Compromisso contra intolerância religiosa

Terreiros de umbanda e candomblé ainda são destruídos e profanados Brasil afora

Por Flávia Oliveira, do O Globo 

Foto: Marta Azevedo

Foi uma campanha eleitoral marcada pela intolerância religiosa. A corrida municipal 2016 teve, de um lado, o medo legítimo dos devotos das religiões de matriz africana, historicamente perseguidas por sucessivos algozes, do Estado colonial à Igreja Católica, de instituições policiais a cultos neopentecostais. De outro, a desconfiança dos que não creem na possibilidade de um homem religioso governar sob o imperativo do Estado laico.

Não é sem motivo que o candidato Marcelo Crivella (PRB) desperta calafrios em quem não compartilha sua fé. O líder das pesquisas eleitorais é bispo licenciado da Igreja Universal do Reino de Deus e sobrinho de Edir Macedo, o líder que assentou sua religião no terreno pantanoso da demonização do espiritismo, da umbanda e do candomblé. Não há filho de santo que esqueça de que na origem da bem sucedida expansão da IURD está “Orixás, caboclos e guias — Deuses ou demônios”, peça de explícita depreciação das religiões de matriz africana. Escrito por Macedo, o livro chegou a vender três milhões de exemplares pelos idos dos anos 1990.

O fato é que chegamos a 2016 e, Brasil afora, terreiros de umbanda e candomblé ainda são destruídos e profanados, e os filhos de santo, apedrejados em via pública.

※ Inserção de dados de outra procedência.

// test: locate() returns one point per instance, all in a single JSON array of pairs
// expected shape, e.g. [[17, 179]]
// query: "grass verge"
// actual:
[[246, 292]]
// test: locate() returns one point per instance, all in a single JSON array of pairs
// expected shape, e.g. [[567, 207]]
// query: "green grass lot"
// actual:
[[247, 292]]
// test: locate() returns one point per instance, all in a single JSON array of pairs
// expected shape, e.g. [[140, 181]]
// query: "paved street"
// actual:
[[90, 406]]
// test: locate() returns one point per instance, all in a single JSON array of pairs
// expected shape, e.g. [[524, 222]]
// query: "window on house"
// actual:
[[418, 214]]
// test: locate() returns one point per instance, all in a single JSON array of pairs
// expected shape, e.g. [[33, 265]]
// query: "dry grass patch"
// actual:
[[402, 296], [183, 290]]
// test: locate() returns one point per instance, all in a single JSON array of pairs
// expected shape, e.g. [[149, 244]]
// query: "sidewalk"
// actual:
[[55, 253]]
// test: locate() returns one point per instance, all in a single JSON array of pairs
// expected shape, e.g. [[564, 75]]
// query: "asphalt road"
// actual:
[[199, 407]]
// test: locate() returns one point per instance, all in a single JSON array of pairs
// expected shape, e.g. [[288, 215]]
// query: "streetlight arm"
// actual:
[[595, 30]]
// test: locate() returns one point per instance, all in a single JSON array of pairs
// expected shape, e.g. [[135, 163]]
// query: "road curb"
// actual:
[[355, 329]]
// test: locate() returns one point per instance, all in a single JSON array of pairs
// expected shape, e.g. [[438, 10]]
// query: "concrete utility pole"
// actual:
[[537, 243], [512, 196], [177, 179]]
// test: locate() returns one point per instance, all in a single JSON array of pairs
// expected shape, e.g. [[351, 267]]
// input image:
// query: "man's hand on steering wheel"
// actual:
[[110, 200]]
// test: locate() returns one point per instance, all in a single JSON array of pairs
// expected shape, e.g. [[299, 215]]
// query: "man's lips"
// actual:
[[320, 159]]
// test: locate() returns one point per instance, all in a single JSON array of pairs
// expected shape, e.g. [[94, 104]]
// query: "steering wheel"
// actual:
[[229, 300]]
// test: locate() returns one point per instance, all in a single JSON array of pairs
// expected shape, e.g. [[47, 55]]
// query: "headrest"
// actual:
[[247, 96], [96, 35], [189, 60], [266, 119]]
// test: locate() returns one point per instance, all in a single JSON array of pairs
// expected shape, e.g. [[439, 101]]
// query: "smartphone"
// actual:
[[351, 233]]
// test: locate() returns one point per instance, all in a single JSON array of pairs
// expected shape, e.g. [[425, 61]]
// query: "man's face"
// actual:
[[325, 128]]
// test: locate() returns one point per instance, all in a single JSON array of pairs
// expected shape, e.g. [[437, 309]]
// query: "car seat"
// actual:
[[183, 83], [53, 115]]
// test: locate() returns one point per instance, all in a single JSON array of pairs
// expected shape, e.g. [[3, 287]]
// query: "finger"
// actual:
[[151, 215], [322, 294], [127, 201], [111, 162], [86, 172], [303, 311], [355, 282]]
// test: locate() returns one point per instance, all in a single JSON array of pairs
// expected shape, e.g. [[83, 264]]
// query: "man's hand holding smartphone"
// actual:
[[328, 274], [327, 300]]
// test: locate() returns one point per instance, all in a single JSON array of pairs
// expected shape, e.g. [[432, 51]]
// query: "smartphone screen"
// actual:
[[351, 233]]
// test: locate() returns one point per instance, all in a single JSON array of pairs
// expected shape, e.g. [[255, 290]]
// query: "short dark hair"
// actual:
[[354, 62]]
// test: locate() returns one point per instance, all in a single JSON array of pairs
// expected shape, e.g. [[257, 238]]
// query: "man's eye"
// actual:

No ano passado, o serviço federal Disque 100 Direitos Humanos recebeu 556 denúncias de intolerância religiosa, quase o quádruplo de 2014 (149). São três ocorrências a cada dois dias.

Assim, na semana derradeira do primeiro turno, a Comissão de Combate à Intolerância Religiosa, que reúne entidades espíritas, muçulmanas e de cultos afro-brasileiros, convidou os candidatos a prefeito do Rio a assinarem uma “Carta-compromisso com os direitos humanos contra a violência, o racismo e a intolerância religiosa”. O documento, de três páginas, cita artigos da Constituição, do Código Penal e de leis contra preconceito religioso, violência homicida, de gênero, LGBTfobia e racismo.

Na sequência, lista medidas que o candidato, se eleito, se compromete a adotar. O rol inclui não interferir na aprovação de leis que criminalizem agressões por gênero, orientação sexual, religião ou raça; defender a liberdade de manifestação religiosa; atender as vítimas da intolerância; viabilizar o ensino de cultura e história afro-brasileiras na rede municipal; instituir a Secretaria municipal de Direitos Humanos, Cidadania e Diversidades.

Quatro candidatos aderiram: Crivella, Carlos Osório (PSDB), Jandira Feghali (PCdoB) e Marcelo Freixo (PSOL). “É um fato político de grande relevância a assinatura desse compromisso, em particular por Marcelo Crivella”, diz o babalaô Ivanir dos Santos, presidente da comissão. Nem todo candidato realiza o que promete ou cumpre o que assina. Mas o documento firmado, no futuro, ajudará a determinar se quem temeu pela liberdade de credo e pela perda de direitos civis acertou ou errou.

Bom voto!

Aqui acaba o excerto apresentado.